View Source Custom Parsers

how-to-add-custom-datetime-parsers-to-timex

How to add custom DateTime parsers to Timex

It is unlikely you will need to write a custom parser for Timex, but should you be in such a position, you can easily plug in your own without much trouble.

getting-started

Getting Started

In brief, all you need to know is the following:

  • Extend the Tokenizer behavior, by adding use Timex.Parse.DateTime.Tokenizer to the top of your module.
  • Implement tokenize/1 callback.
  • Implement apply/3 callback.

What we are doing with the above is implementing a tokenizer for the format strings your custom parser will use. Incidentally this also is a prerequisite for implementing a custom formatter (you need to tokenize the format strings). Your best reference is to look at the two built-in tokenizers in Timex, as they are robust and complete implementations, but for the sake of an arbitrary example, let's walk through implementing a very simple parser for humanized strings like "5 days before the fifth of July, 2015", where the following tokens are allowed:

  • "{shift}" which should be in the form of "<integer> <unit> <before | after>"
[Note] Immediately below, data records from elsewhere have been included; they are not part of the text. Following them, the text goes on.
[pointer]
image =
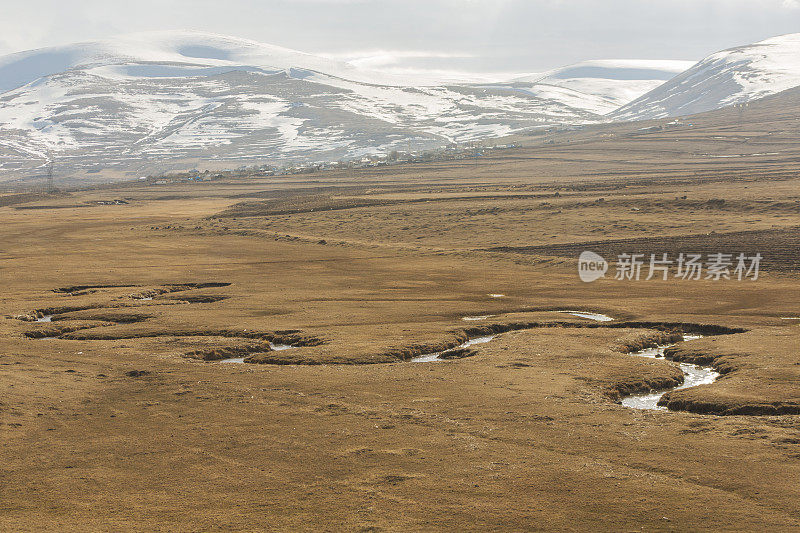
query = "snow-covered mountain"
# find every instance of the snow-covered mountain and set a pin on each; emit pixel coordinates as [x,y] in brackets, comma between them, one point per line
[157,101]
[161,101]
[616,81]
[733,76]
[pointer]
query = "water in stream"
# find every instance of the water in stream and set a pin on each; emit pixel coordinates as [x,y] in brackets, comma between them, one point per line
[693,375]
[431,357]
[275,347]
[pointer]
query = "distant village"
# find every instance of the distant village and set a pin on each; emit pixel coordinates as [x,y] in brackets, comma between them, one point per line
[395,157]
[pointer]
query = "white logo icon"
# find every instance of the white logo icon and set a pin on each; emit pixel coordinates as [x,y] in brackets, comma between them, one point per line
[591,266]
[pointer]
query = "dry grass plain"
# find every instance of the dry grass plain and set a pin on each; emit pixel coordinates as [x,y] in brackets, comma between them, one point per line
[113,420]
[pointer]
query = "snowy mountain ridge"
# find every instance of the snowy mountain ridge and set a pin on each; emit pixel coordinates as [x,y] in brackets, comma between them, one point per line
[154,102]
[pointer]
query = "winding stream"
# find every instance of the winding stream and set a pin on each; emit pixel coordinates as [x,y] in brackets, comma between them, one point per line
[431,357]
[693,375]
[275,347]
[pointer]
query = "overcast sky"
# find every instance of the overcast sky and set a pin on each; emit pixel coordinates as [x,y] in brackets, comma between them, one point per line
[465,35]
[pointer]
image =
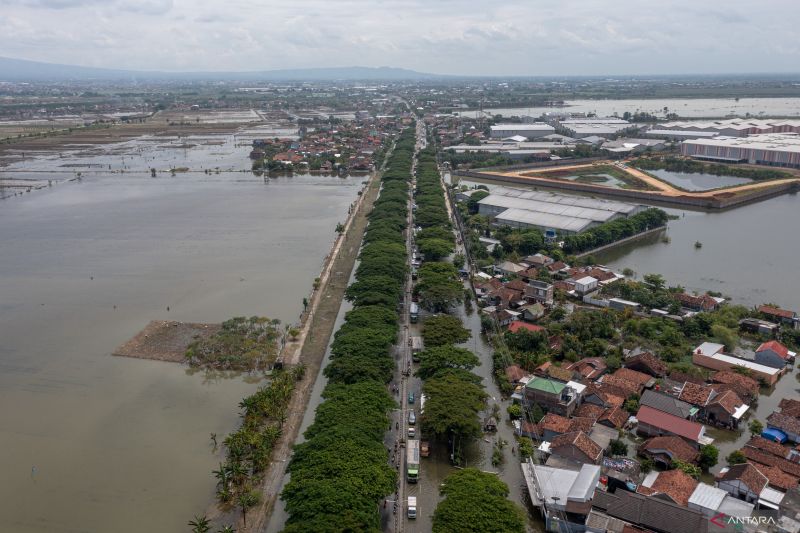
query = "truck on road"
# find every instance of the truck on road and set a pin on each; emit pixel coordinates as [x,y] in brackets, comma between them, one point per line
[412,461]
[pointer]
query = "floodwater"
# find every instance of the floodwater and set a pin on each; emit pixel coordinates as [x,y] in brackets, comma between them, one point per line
[93,442]
[698,181]
[684,107]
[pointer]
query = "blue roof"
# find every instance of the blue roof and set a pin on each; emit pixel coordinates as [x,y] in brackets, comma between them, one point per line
[774,435]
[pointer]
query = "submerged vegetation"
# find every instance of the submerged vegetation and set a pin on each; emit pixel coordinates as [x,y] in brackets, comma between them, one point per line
[241,344]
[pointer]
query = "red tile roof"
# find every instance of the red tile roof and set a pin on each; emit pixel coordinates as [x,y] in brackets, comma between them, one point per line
[517,325]
[676,446]
[748,474]
[776,347]
[676,484]
[678,426]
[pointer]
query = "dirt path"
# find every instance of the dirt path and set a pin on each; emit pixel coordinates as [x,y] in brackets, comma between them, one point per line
[315,343]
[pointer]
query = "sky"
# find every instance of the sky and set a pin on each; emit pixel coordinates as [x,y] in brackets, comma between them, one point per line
[462,37]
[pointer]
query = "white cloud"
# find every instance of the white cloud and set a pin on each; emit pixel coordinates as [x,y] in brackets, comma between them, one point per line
[522,37]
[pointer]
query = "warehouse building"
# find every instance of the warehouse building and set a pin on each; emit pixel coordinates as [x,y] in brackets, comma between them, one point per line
[529,131]
[736,127]
[549,212]
[773,149]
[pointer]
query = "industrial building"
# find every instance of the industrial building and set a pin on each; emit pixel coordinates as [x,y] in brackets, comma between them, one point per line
[529,131]
[587,127]
[773,149]
[736,127]
[551,212]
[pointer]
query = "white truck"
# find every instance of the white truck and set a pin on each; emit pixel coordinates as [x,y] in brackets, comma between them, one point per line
[412,507]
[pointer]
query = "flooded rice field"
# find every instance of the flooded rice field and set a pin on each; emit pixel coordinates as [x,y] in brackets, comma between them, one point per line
[696,181]
[94,442]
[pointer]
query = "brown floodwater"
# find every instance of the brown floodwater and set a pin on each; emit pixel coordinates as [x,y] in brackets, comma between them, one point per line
[93,442]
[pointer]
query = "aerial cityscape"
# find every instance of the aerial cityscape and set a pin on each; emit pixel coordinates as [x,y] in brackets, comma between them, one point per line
[399,267]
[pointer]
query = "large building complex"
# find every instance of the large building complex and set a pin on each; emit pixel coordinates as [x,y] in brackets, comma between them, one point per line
[529,131]
[587,127]
[548,211]
[774,149]
[736,127]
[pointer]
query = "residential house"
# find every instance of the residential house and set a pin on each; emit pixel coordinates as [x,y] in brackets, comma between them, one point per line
[646,513]
[517,325]
[789,425]
[777,314]
[654,423]
[774,354]
[725,409]
[743,481]
[710,355]
[551,395]
[540,292]
[585,285]
[576,446]
[703,302]
[532,312]
[745,387]
[668,404]
[666,449]
[673,485]
[589,368]
[647,363]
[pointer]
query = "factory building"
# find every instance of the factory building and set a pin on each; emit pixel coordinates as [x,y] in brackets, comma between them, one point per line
[551,213]
[529,131]
[773,149]
[736,127]
[586,127]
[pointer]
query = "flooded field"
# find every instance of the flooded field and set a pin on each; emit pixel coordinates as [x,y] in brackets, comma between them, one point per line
[94,442]
[694,181]
[684,107]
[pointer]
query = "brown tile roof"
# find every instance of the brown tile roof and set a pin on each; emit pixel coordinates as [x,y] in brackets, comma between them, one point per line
[676,446]
[632,375]
[581,442]
[554,422]
[777,477]
[760,443]
[559,373]
[589,410]
[627,386]
[748,474]
[676,484]
[729,377]
[616,415]
[764,458]
[775,311]
[783,421]
[514,373]
[790,407]
[656,366]
[728,400]
[590,367]
[696,394]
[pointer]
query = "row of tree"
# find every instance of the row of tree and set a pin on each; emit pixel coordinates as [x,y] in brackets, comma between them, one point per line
[615,230]
[341,471]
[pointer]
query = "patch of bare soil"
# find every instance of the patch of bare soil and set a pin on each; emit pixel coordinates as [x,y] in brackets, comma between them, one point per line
[164,340]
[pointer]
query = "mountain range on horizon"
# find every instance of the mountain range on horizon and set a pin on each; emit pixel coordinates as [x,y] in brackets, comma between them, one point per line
[24,70]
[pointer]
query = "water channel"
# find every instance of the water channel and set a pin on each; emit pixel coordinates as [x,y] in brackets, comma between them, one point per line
[94,442]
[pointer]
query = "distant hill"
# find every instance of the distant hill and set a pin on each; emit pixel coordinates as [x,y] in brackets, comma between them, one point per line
[24,70]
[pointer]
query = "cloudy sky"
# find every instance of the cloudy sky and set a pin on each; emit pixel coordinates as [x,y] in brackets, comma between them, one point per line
[486,37]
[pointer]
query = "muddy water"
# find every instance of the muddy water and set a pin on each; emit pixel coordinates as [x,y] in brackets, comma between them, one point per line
[93,442]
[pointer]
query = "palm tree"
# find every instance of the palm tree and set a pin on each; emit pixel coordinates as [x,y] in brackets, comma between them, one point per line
[200,524]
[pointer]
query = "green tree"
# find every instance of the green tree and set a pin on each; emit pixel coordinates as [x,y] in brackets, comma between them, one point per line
[444,329]
[736,457]
[709,455]
[478,499]
[200,524]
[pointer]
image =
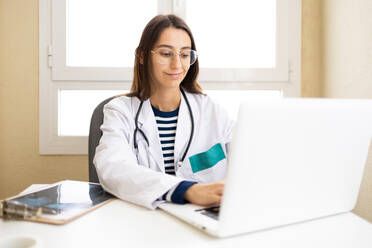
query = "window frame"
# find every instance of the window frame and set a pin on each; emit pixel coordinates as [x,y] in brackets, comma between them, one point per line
[54,76]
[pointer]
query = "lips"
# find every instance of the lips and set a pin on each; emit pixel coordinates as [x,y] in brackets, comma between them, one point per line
[174,75]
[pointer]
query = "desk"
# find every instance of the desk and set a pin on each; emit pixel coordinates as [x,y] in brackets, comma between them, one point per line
[122,224]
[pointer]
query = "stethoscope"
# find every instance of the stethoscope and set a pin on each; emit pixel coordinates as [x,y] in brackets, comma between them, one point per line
[179,163]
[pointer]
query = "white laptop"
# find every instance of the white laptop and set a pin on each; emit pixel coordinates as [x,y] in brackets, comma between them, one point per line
[290,160]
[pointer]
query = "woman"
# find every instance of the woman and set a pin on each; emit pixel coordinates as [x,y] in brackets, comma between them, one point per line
[165,140]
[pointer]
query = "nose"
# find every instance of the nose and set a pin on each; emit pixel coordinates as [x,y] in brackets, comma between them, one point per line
[176,61]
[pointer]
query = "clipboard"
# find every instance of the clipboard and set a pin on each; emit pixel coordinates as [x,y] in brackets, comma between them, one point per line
[58,204]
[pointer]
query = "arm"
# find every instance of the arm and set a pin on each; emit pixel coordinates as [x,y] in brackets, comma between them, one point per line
[116,164]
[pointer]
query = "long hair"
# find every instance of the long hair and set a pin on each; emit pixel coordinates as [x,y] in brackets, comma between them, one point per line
[141,85]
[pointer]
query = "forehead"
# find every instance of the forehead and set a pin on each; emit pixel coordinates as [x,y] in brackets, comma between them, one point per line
[174,37]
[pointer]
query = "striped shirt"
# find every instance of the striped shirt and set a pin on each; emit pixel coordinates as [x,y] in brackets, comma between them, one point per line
[167,125]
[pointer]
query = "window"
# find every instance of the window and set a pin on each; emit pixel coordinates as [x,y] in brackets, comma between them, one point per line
[247,48]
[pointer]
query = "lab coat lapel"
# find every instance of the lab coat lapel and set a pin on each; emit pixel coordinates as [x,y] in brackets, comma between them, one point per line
[183,130]
[148,125]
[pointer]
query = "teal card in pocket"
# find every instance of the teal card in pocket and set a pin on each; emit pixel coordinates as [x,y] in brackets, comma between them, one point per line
[208,159]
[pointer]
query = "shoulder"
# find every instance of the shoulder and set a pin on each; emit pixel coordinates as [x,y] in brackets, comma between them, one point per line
[207,105]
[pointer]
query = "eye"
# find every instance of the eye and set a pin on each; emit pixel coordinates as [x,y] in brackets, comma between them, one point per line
[185,55]
[166,53]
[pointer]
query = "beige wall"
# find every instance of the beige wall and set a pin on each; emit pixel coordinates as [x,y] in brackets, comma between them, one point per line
[323,75]
[347,66]
[20,162]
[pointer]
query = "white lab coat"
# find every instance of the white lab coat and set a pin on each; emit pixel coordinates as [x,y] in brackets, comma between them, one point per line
[143,180]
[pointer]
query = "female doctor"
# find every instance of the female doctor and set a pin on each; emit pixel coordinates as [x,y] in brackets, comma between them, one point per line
[165,140]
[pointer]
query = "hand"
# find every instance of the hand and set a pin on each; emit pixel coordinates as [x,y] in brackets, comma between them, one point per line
[205,194]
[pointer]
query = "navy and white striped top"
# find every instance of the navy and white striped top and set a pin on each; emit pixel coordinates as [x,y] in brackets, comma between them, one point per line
[167,125]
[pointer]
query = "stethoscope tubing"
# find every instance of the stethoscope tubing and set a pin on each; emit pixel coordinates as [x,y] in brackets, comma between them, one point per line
[137,129]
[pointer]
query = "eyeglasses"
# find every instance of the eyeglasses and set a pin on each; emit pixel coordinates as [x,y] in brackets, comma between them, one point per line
[165,56]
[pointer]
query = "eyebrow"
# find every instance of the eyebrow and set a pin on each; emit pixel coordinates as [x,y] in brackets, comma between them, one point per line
[169,46]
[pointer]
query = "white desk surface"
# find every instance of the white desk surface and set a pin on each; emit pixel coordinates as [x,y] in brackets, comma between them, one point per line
[121,224]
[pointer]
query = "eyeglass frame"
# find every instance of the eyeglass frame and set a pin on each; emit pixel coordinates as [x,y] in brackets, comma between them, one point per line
[178,53]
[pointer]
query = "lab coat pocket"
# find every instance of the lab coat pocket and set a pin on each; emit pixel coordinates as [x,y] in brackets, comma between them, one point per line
[202,162]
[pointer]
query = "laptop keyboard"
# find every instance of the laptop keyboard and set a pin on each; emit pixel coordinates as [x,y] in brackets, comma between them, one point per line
[212,212]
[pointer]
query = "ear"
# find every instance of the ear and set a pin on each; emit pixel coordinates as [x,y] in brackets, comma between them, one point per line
[140,57]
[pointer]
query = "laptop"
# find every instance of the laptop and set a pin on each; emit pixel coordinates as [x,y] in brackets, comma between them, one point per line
[290,160]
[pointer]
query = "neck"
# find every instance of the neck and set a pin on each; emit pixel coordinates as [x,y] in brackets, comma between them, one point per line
[166,99]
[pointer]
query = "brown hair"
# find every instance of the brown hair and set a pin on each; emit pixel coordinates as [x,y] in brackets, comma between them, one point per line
[141,86]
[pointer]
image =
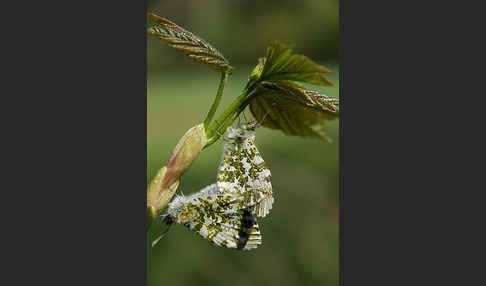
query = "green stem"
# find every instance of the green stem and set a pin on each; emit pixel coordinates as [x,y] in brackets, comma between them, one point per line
[214,132]
[217,99]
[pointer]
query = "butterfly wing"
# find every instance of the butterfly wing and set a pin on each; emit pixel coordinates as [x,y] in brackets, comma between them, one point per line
[211,214]
[243,175]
  • "{day}" of the form "first", "second", "third", etc.
  • "{month}" which is the full name of a month, i.e. "July"
  • "{year}" which is the full four digit year

tokenizer-implementation

Tokenizer Implementation

implementing-the-humanized-tokenizer

Implementing the Humanized tokenizer

We start by defining our empty module:

defmodule MyApp.DateTimeTokenizers.Humanized do
  use Timex.Parse.DateTime.Tokenizer
end

Compiling with this will produce the following errors:

../humanized.ex:1: warning: undefined behaviour function tokenize/1 (for behaviour Timex.Parse.DateTime.Tokenizer)
../humanized.ex:1: warning: undefined behaviour function apply/3 (for behaviour Timex.Parse.DateTime.Tokenizer)

So we need to implement the tokenize function which takes a format string and produces a list of Directive structs (or {:error, term}). The following implementation makes use of Combine, a dependency pulled in by Timex for parsing tasks, and while you do not need to implement your tokenizer using Combine, the parser function given to each Directive must take a single argument of %Combine.ParserState{}, and return it, updated with the status and results from parsing. See the Combine repo for examples on how to implement these parsers (it is really rather trivial). My recommendation is to simply use Combine, as it is well suited for these tasks, but now you know how to work around it if so desired.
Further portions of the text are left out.